My wife Nicola, recently started taking the diet seriously, she trained for years in the gym, doing circuits and running and was doing really well but struggled to get to what she had in her mind as her ideal weight but she was happy enough with her physique. However, once she shifted to the DEFoW diet, her body scan showed a massive drop in fat (down to 18%, which is athlete territory), with no muscle loss. She lost 6kg of pure fat that she didn’t think she had to lose and gained 2kg of lean muscle and looks incredible and she has bags more energy than before. I’ve never seen her this content and bubbly going around, she just seems a lot happier in herself.

Here’s Nicola’s own words and some recent pictures I took of her on a night out in Waterford a couple of weeks ago…

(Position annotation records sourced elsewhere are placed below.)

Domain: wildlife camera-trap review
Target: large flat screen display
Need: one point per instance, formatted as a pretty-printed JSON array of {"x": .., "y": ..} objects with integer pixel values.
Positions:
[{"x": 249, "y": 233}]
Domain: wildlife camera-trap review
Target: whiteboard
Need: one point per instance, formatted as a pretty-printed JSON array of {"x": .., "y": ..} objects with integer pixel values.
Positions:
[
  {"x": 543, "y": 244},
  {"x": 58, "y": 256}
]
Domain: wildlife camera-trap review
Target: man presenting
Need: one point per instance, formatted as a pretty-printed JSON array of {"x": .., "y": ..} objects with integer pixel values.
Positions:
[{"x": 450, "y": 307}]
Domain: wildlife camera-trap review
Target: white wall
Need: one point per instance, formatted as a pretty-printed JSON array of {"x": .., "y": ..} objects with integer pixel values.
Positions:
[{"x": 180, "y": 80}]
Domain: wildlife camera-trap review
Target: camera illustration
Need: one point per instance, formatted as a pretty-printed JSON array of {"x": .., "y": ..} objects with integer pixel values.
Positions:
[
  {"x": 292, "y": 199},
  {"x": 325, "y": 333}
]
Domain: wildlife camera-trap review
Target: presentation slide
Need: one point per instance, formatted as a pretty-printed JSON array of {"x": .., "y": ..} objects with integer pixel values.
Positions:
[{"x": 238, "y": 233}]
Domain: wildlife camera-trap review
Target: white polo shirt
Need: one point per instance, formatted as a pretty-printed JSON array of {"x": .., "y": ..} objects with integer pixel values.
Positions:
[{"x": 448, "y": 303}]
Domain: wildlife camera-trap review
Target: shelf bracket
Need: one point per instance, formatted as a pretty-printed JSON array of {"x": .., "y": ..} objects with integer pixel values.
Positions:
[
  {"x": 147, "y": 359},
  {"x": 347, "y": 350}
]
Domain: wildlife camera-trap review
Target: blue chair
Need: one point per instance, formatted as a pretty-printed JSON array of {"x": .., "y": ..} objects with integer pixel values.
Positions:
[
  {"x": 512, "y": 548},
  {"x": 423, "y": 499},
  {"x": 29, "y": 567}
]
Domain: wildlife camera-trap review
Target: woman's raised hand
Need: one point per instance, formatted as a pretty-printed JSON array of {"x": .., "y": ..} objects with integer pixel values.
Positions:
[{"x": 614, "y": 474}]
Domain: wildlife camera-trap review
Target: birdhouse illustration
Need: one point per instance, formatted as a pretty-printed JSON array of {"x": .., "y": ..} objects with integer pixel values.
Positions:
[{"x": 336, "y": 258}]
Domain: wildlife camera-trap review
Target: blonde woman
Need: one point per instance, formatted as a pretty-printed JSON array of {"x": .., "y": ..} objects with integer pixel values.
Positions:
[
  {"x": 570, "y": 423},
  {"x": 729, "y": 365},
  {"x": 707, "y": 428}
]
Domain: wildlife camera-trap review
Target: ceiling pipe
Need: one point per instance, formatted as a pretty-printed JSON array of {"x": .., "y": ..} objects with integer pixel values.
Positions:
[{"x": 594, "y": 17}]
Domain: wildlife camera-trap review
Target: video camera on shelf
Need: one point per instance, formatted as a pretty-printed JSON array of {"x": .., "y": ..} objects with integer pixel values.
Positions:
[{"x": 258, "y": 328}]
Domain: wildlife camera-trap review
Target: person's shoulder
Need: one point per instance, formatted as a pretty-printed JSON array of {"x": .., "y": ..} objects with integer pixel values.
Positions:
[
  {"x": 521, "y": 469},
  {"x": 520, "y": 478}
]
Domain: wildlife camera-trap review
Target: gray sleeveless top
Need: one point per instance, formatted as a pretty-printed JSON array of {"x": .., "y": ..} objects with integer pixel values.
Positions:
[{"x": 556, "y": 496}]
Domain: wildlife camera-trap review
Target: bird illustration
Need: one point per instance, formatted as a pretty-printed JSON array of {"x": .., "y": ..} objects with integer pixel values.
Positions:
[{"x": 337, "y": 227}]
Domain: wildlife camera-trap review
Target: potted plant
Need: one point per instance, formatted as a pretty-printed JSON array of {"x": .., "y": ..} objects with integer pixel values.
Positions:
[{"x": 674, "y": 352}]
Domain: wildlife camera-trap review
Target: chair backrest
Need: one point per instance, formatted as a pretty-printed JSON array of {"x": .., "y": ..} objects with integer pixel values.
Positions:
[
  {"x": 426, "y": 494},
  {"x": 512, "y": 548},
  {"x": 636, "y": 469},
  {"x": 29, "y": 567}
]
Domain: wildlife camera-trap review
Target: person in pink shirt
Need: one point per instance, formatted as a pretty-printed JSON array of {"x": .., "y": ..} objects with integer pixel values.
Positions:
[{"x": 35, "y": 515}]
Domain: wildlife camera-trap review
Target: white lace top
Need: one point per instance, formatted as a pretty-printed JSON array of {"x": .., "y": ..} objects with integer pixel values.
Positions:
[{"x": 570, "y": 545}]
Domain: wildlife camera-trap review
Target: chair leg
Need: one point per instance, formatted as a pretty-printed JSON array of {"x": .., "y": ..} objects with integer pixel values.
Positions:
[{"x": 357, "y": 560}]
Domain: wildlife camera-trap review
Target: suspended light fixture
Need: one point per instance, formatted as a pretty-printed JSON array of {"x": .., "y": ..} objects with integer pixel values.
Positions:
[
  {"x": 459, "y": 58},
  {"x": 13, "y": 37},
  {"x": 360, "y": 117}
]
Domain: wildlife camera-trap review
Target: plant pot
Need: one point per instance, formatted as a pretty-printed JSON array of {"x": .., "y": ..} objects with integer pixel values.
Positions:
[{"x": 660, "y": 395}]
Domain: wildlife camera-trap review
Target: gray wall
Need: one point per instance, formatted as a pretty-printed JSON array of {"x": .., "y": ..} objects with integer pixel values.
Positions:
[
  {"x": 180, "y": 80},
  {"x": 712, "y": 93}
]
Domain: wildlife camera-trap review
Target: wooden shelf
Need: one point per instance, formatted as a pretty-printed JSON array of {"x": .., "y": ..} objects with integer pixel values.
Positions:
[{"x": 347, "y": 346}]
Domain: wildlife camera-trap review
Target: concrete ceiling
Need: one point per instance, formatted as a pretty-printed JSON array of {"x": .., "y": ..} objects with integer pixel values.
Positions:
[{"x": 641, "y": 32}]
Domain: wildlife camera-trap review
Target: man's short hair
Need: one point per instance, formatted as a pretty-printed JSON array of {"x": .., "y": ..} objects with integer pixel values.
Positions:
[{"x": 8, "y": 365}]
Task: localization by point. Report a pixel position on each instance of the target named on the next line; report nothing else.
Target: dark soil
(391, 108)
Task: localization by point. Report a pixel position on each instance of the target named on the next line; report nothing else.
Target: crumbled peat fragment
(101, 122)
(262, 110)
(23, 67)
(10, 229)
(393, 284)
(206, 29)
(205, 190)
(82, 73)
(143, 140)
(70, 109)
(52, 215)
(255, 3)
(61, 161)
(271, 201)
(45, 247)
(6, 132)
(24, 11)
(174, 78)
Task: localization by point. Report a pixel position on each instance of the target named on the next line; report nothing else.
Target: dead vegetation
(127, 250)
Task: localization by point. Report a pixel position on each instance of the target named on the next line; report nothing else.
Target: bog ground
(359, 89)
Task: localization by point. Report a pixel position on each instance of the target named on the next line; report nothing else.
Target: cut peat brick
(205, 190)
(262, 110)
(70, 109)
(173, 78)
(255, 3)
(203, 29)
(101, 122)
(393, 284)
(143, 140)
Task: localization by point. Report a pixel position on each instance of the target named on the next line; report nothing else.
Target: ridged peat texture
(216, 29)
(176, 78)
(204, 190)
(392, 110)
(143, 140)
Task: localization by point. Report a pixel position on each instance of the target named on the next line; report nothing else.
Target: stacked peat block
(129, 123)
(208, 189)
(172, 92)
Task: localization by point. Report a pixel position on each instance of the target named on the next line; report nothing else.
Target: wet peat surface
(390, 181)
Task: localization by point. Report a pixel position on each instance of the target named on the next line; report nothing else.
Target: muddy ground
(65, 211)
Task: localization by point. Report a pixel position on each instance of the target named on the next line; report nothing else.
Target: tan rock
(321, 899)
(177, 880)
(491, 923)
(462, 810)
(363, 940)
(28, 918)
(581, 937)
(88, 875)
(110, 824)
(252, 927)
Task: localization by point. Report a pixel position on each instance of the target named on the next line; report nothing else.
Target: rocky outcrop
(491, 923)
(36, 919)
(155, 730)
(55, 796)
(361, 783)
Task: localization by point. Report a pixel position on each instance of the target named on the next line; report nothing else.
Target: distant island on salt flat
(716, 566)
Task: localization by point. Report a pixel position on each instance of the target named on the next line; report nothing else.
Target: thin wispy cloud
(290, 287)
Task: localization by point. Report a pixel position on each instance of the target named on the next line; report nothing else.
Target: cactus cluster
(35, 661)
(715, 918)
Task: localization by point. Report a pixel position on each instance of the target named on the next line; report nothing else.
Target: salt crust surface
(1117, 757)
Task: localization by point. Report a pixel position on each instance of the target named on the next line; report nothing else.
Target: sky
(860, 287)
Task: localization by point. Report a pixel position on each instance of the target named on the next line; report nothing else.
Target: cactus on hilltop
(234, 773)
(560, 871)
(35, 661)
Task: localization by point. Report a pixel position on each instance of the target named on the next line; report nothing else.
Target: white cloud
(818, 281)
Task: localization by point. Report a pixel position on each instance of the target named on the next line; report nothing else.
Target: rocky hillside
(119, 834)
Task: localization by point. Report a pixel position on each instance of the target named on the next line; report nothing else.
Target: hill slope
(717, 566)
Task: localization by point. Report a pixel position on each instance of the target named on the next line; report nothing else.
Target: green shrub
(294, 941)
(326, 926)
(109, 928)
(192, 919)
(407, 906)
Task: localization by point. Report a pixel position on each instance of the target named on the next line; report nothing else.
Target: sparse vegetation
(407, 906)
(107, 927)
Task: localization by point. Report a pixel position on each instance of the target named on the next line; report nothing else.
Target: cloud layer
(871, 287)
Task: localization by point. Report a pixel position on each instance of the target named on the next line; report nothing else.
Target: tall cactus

“I’ve done the slimming group diets, cabbage type diets, paleo, calorie counting and many more. These worked for me to some degree but I either couldn’t get past a certain point or they were totally unsustainable as a lifestyle plan. They were a constant battle. Now, I am eating loads, I have loads of energy and I feel great. I’ve been watching Cian crafting his book for months now and it took me a while to try it myself (it always takes me ages to get going with changes, I kinda have to digest them in my brain first). What can I say….it’s a game changer!! I’ve never found it so easy to maintain and train which such benefits. I wasn’t looking to even lose much weight (Just compliment my workouts) but shockingly, I have lost a stone of fat that I didn’t even think I had. I’m at the same weight now as when I was 18, only now I have muscle tone. I love the way my clothes fit and I feel great.”